Oggi, la costruzione delle identità è più complessa e più ricca rispetto al passato, eppure, in troppi punti è ancora influenzata dalle antiche modalità di costruzione dei generi, che vengono trasmesse per inerzia dalle agenzie di socializzazione, che continuano a tacere su modelli portanti della società umana. Il termine patriarcato, ad esempio, non compare in nessuno dei testi più diffusi per le scuole. Ciò che non viene nominato dunque, non permette di costruire immagini nella nostra mente. Diviene così inesistente.
Parlare di genere a scuola non equivale a proporre contenuti, ma offrire uno sguardo diverso sul mondo (Priulla, 2020).
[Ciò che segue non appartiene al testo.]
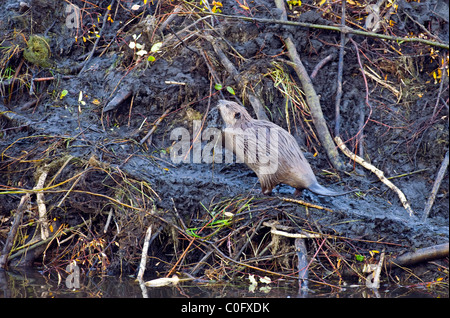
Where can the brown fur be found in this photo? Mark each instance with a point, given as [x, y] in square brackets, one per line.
[292, 168]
La dimensione del genere coinvolge il piano del “saper essere”, ovvero la sfera individuale, la conoscenza di sé, i condizionamenti culturali. Il primo passo sarà il “partire da sé”, usare l’esperienza come fonte di conoscenza: far emergere rappresentazioni di storie sociali condivise e le aspettative sociali legate all’appartenenza ad un sesso piuttosto che ad un altro vissute da ciascuno. L’analisi dei fenomeni storici legati al genere aiuterà la riflessione.
Per questo motivo esperienze di formazione alla pedagogia di genere non sono utili solo agli e alle insegnanti, ma anche a educatori ed educatrici, psicologhe e psicologi, persone che, a vario titolo, e non necessariamente per esigenze professionali, si occupano della promozione e della cura.
Verranno prese in considerazione ricerche e studi recenti come sulle differenze di genere nell’editoria scolastica, la riflessione critica sull’evoluzione della lingua, l’esperienza dell’associazione Scosse[1] , libri per bambini/e case editrici, esperienze di toponomastica femminile e alcuni documenti che testimoniano e descrivono progetti di educazione di genere intrapresi in diverse scuole -lombarde e non- negli ultimi dieci anni.
Non ultime in ordine di importanza verranno prese in considerazione le buone pratiche di educazione al genere.
Il numero di incontri varia fino ad un massimo di quattro, da concordare con gli interessati e le interessate.